We laughed when we saw Crikey’s political crew was attempting to pull together a punter’s guide to political media doublespeak.
Clearly sport, and especially the various football codes, have mastered this
art. In no particular order, here’s how to translate the sports
quotes coming soon to a TV, radio or PC near you:

“We’re not using injuries as an excuse, but it
was certainly hard for some of our youngsters out there on the park today.” – Yep, we’re using injuries as an
excuse.

“We don’t see this as a setback,
but rather as another challenge to be met.” – Losing our best eight players to
injury and suspension basically means we’re stuffed.

“Bluey and I don’t have a problem.
There’s no issue between Bluey and myself.” – Hide the knives if these two are
in the same postcode.

“We’re really excited by the crop
of young kids we’ve got coming through.” – Wow, we’ve found three blokes who
can actually run!

“We’ve had a terrific pre-season.” – We had a terrible last season.

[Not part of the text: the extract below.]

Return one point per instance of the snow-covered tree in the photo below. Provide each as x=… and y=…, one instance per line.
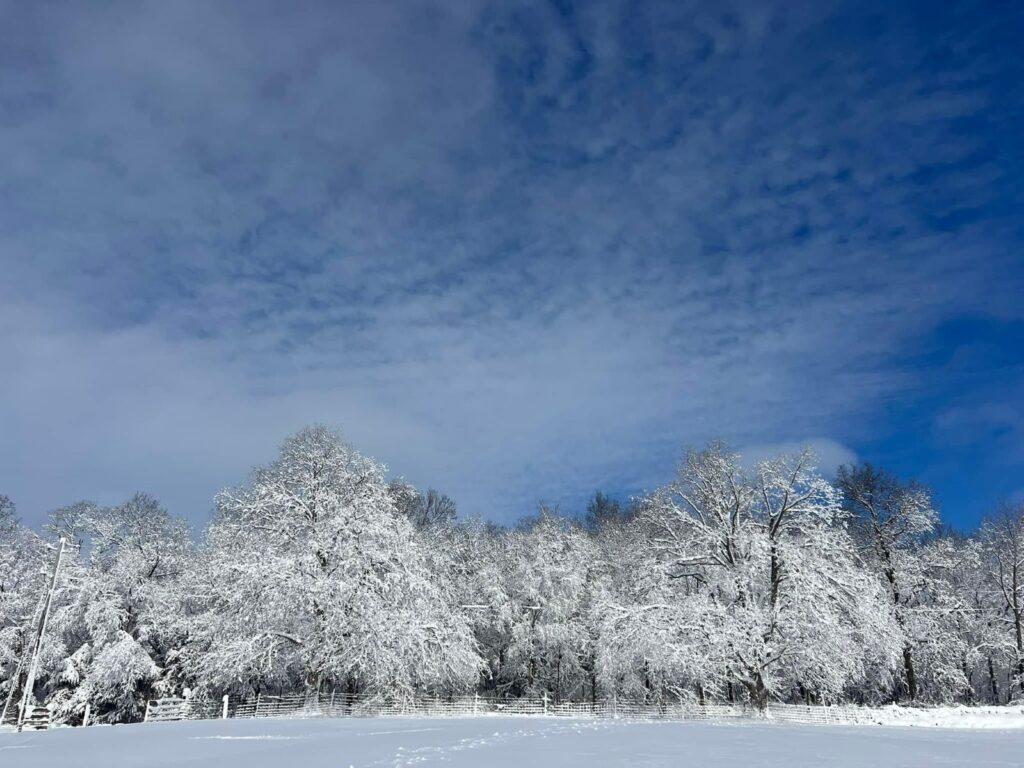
x=316, y=579
x=891, y=519
x=1003, y=550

“We’re fitter than we’ve ever
been.” – That’s not saying much. We’ve
never really been fit at all.

“Smithy’s just got a little
niggle, he should be fine this week.” – Condolences to Smithy’s family,
as he passed away two days ago.

“The coach has the full support of
the Board.” – He’s dead meat.

“The players are just lacking a
bit of confidence at the moment.” – We’ve all been forced to face the
unavoidable truth … we’re cr*p.

“Look, I’m a big believer in ‘what
happens on the field stays on the field’.” – “We know our fans will be bleeding
after a loss like that” – More importantly, our sponsors
will be putting away their chequebooks.

“We have a great respect for the
traditions of this game (or club)” – especially those that we can
monetise in some way.

“Certainly we respect [name of
opponent], but we don’t fear them.” – We haven’t got a hope in hell of
beating them but we can’t say so.

“We’d like to apologise to
our fans. We owe them better than that.” – God, membership turnover might
suffer here.

“I’m The Man. I told you I was The
Man and I proved it.” – Sh*t, I actually won!